File beat keeps crashing

Hi Team,

We have installed filebeats to ship logs to logstash..we haven't faced any issues for first 3 months..

From last week, file beat is keep crashing for every 5 minutes.

There is no error in file beat logs and logstash logs..

There is no OS update on the server.

Note: when we run filebeats in debug mode (*) ..it's running continuously without any crash..

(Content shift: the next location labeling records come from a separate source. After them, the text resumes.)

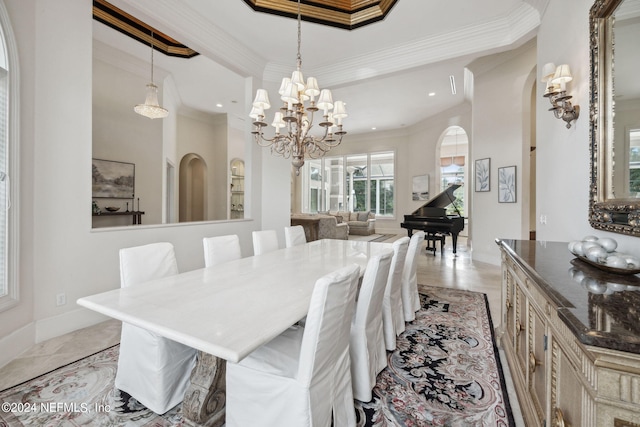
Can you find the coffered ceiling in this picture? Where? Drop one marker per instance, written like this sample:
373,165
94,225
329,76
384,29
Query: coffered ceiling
384,70
348,14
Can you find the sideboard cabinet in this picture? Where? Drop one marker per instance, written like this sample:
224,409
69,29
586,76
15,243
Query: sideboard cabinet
571,337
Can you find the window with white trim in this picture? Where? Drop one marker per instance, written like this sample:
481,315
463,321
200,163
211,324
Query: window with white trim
354,183
8,163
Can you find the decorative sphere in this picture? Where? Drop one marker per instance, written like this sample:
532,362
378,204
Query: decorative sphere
571,245
632,261
588,244
609,244
577,249
616,262
596,254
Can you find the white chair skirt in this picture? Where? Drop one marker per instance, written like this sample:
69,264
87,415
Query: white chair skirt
297,405
158,384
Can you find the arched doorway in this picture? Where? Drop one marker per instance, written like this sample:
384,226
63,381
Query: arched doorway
453,167
192,188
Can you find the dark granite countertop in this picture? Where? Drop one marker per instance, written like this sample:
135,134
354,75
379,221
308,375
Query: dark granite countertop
602,309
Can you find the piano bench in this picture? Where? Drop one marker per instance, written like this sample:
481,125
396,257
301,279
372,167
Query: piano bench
431,239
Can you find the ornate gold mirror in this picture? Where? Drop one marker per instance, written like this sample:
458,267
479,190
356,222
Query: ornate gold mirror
615,116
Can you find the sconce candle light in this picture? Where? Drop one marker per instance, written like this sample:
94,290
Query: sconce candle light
556,79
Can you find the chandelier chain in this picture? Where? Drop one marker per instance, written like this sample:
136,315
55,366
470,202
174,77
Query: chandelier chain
299,57
151,56
295,119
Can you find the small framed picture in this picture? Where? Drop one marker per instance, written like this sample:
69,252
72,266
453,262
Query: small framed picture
483,175
507,184
113,180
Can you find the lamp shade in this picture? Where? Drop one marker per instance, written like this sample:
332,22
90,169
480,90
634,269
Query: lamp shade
339,111
326,100
151,108
562,74
256,112
312,87
548,70
290,94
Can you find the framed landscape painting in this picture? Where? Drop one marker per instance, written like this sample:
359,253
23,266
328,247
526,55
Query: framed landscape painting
507,184
114,180
483,175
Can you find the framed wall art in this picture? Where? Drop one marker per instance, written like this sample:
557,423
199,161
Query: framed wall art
507,184
420,189
483,175
111,179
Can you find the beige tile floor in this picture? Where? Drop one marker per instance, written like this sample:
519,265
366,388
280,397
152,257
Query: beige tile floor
459,272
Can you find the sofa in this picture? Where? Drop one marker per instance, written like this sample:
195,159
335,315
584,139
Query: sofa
360,223
318,226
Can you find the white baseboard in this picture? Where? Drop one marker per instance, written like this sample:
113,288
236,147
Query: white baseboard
52,327
16,343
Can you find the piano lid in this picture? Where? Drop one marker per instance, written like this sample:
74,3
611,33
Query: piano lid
443,199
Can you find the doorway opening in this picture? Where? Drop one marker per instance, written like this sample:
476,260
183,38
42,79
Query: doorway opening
193,188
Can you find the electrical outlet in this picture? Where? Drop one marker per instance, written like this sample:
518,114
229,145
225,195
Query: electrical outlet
61,299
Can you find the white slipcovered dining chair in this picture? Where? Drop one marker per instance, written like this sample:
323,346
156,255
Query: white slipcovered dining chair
294,236
303,375
264,241
410,296
152,369
221,249
392,312
367,348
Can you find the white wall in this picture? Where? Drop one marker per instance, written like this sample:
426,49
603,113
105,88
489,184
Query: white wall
499,117
415,149
121,136
60,253
206,135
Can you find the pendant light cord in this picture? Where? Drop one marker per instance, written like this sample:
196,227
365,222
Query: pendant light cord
151,56
299,57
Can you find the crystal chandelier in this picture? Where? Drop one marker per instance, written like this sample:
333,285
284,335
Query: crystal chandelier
296,118
151,108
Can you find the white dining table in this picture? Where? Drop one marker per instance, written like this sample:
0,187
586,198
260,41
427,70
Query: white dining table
231,309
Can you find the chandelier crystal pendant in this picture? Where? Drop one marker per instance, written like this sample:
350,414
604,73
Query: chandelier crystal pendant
151,107
293,123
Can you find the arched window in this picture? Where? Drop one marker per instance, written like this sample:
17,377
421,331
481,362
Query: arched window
9,127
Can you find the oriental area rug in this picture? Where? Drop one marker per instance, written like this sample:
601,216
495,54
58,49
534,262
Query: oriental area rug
445,371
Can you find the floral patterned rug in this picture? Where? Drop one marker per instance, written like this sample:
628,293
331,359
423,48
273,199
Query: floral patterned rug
444,372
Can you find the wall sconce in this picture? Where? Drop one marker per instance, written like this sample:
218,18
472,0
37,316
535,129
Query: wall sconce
556,79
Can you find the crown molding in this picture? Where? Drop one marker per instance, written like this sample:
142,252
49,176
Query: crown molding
494,35
491,36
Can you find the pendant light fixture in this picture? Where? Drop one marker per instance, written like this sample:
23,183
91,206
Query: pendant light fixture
294,120
151,108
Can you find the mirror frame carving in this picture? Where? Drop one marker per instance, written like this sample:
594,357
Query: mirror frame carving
605,213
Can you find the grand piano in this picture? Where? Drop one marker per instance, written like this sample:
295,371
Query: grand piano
432,217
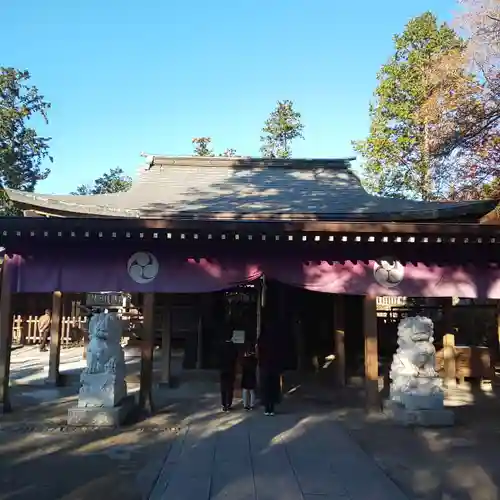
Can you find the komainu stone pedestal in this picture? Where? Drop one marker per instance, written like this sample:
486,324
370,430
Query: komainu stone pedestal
103,399
416,396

Kindly help me to resolve the issue..it's in Production

Regards,
Mugil

Could you share the logs you get on Info level? Also what version are you using? Can you share your config?

Hi Ruflin,

Please find the logs and config below.
ELK version - 5.5.1
Configuration :
[tibco@ELKUTILITY filebeat-5.5.1-linux-x86_64]$ vi filebeat.yml

###################### Filebeat Configuration Example #########################

# This file is an example configuration file highlighting only the most common
# options. The filebeat.full.yml file from the same directory contains all the
# supported options with more comments. You can use it as a reference.
#
# You can find the full configuration reference here:
# https://www.elastic.co/guide/en/beats/filebeat/index.html

#=========================== Filebeat prospectors =============================

filebeat.prospectors:

# Each - is a prospector. Most options can be set at the prospector level, so
# you can use different prospectors for various configurations.
# Below are the prospector specific configurations.
- input_type: log

  # Paths that should be crawled and fetched. Glob based paths.
  paths:
   - /app/Tibco_Logs/*/*/*/*/*/*.txt
   - /app/Tibco_Logs/*/*/*/*/*.txt
   - /app/Tibco_Logs/*/*/*/*.txt
   - /app/Tibco_Logs/*/*/*.txt
   - /app/Tibco_Logs/*/*.txt
 
    #- c:\programdata\elasticsearch\logs\*

  # Exclude lines. A list of regular expressions to match. It drops the lines that are
  # matching any regular expression from the list.
  #exclude_lines: ["^DBG"]

  # Include lines. A list of regular expressions to match. It exports the lines that are
  # matching any regular expression from the list.
  #include_lines: ["^ERR", "^WARN"]

   # Exclude files. A list of regular expressions to match. Filebeat drops the files that
  # are matching any regular expression from the list. By default, no files are dropped.
  #exclude_files: [".gz$"]

  # Optional additional fields. These field can be freely picked
  # to add additional information to the crawled log files for filtering
  #fields:
  #  level: debug
  #  review: 1

  ### Multiline options

  # Mutiline can be used for log messages spanning multiple lines. This is common
  # for Java Stack Traces or C-Line Continuation

  # The regexp Pattern that has to be matched. The example pattern matches all lines starting with [
  multiline.pattern: ^(Request\[|Response\[|ErrorResponse\[)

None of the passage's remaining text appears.